Directed by Michael Longhurst the play is based following the death of a beloved grandfather 'Poppy', and a treasured family heirloom with religious significance is in the sights of his three grandchildren.

The play was delivered in the Quays Theatre of the magnificent Lowry where no microphones were used making the setting intimate and intensely captivating. Joshua Harmon stated that bad Jews came into existence because one day in 2004 he just thought of the title when it popped into his head, it was irrational and unplanned and it took him seven years to actually sit down and write the play.

The title may make some people uncomfortable but in Harmon's mind it's a self-ascribe word used by many Jews for biting into a slice of bacon, or eating on Passover and in his words usually food related, it was not meant to offend anyone. Bad Jews considers a very specific generation of Jewish people living in a very specific time and place, but by being incredibly specific taps into something that is universal.

Poppy their beloved grandfather was a survivor of the Holocaust with his number tattooed on his forearm it reminded the whole family of his suffering and loss he had endured during the war. Poppy had worn his 'Chai' and necklace symbolising the Hebrew word 'living' ever since his survival of the concentration camps where he lost the whole of his family. With nothing of value to his name he had used his Chai as an engagement gift on proposing to his future wife (Grandma) until he was of a status to buy her a ring hence having a huge significance to its legacy.

With the death of poppy the last member of a generation to die a natural reshuffling takes place and a new order is established. Poppy's legacy is meaningful to all of his three grandchildren, but he didn't stipulate who would get possession of the Chai that most embedded his past and existence.

The three grandchildren were played by extremely talented actors and actresses. Jonah the youngest grandchild was played by Jos Slovick the quietest member of the clan who didn't want to commit to anything or offend anyone and he preferred not to get involved but was constantly placed in the middle of the two feistiest members of the grandchildren. Liam (Shlomo) the eldest grandchild played by Ilan Goodman a wealthy gentlemen who had just returned from skiing with his non-Jewish girlfriend and Daphna (Diana) the only granddaughter was played by Ailsa Joy a bossy, overbearing, fanatically religious lady.
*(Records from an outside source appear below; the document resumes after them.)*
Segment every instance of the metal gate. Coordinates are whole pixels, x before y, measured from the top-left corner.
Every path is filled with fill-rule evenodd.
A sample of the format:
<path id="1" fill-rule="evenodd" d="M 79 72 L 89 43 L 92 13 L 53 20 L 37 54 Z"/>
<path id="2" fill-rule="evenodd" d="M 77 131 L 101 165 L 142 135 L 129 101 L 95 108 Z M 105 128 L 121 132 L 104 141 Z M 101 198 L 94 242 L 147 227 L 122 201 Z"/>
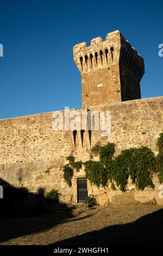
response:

The stage setting was based in Liam's Manhattan apartment which was beautifully designed by Richard Kent, held the four characters in an unescapable area to where they viciously brawl over their family, faith and legacy.

All characters told their tales and express their views through hilarious and sometimes deep dialogue. The script is fantastic and very cleverly written, you laugh, cry and times are shocked by the twists and turns as the plot unfolds.

The play is brilliantly brought together by the lovable character Melody played by Antonia Kinlay the non-Jewish member of the four. She is a stereotypical empty headed blonde and a failed opera major with an awful voice who brings light-heartedness to the play with her brilliant but excruciating rendition of Gershwin’s summertime. In contrast to the concentration camp numbers on the grandfathers arm, Melody Sports a Treble Clef tattoo as to never forget how much music means to her.

The grandchildren are passionate, and they are angry and hate a lot of the choices their counterparts have made with their lives. Certainly here their hate comes from a deep love they had for their grandfather, and they actually only hate the idea that his legacy would fall into the wrong hands but the underlying motive is love. Liam sees a Chai as an emotional talisman, representing the continuity and love of family life where as Daphna sees the Chai as a symbol of survival of the Jewish faith.

This play looks more universally at grief, loss and legacy and how easy it is to lose sight of other people. It is definitely a must see play offering a night of verbal firepower and vicious banter that captivates the audience throughout, it is an exhilarating gritty touching play.